The goal was to build the infrastructure for these organizations. This type of capacity-building is not always a feature of grants, which are often more focused on funding direct services rather than the organizational frameworks that make them work. For instance, the Center for Effective Philanthropy found that only 30% of nonprofit leaders reported receiving any capacity-building in their most recent fiscal year (as of 2021). This is particularly salient for small grassroots organizations, which are often left out of traditional public and private grant processes that are more accessible to larger nonprofits.
Building strong systems allows them to grow and become more resilient to funding and political fluctuations. This can take the form of better capacity to collect data about service provision and impact; better policies and practices to keep services running smoothly; or better approaches to applying for funding.
ICARE’s path in the incubator is an important reminder of the importance of flexibility. That flexibility proved critical when the Trump administration’s March 2025 near-total shutdown of federal Unaccompanied Children Program (UCP) funding stripped $18 million from the legal service providers ICARE depends on. Providers laid off staff, children lost representation mid-case, and organizations were unable to serve as Friend of the Court, leaving 1,800 children suddenly without counsel and nearly 200 legal professionals facing an uncertain future. Though funding was eventually restored, the targeting of this infrastructure, and the children it protects, remains deliberate and ongoing.
Rather than scaling back, ICARE was able to pivot.
Working with ISLG staff, ICARE shifted its initial plan for an in-court support program and instead launched a virtual Court Watch, training volunteers to be the “eyes and ears” of the courtroom. Volunteers took notes for ICARE staff to use to prepare youth for upcoming hearings and to prioritize high-risk cases. At the same time, ISLG supported the ICARE team in streamlining internal processes and improving data tracking to better measure the breadth of their services. Improving the kind and quality of the data ICARE collects made it easier to point to their impact on fundraising and communications, as well as home in on organizational procedures and policies to improve.

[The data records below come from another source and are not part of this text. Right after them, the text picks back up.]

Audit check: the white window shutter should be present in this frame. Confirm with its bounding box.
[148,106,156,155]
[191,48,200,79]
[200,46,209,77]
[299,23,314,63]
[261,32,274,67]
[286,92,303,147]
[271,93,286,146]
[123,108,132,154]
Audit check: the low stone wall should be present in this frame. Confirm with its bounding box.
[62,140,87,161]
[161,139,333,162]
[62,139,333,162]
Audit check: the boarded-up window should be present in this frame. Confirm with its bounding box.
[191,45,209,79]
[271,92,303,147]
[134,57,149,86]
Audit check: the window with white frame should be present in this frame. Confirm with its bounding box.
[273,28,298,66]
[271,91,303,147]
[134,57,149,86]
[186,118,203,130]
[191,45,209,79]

Making capacity-building funds a part of philanthropic and government grants is a key avenue in the path toward building impactful, resilient community organizations. So is getting involved with budget advocacy — budgets are, after all, policy documents.
State and local government budgets are the front line for distributing public dollars to community organizations and developing service models for use across cities and counties. In New York, this includes legislation like the Access to Representation Act, which establishes the right to counsel in immigration court, along with critical capacity building support with the BUILD Act. The passage of these bills offers that path forward.
The months ahead will continue to test community organizations in unprecedented ways, especially ones that support immigrants. But with thoughtful funding, tailored support and reinforced strength at the state and local level, organizations and the communities they serve can come out stronger.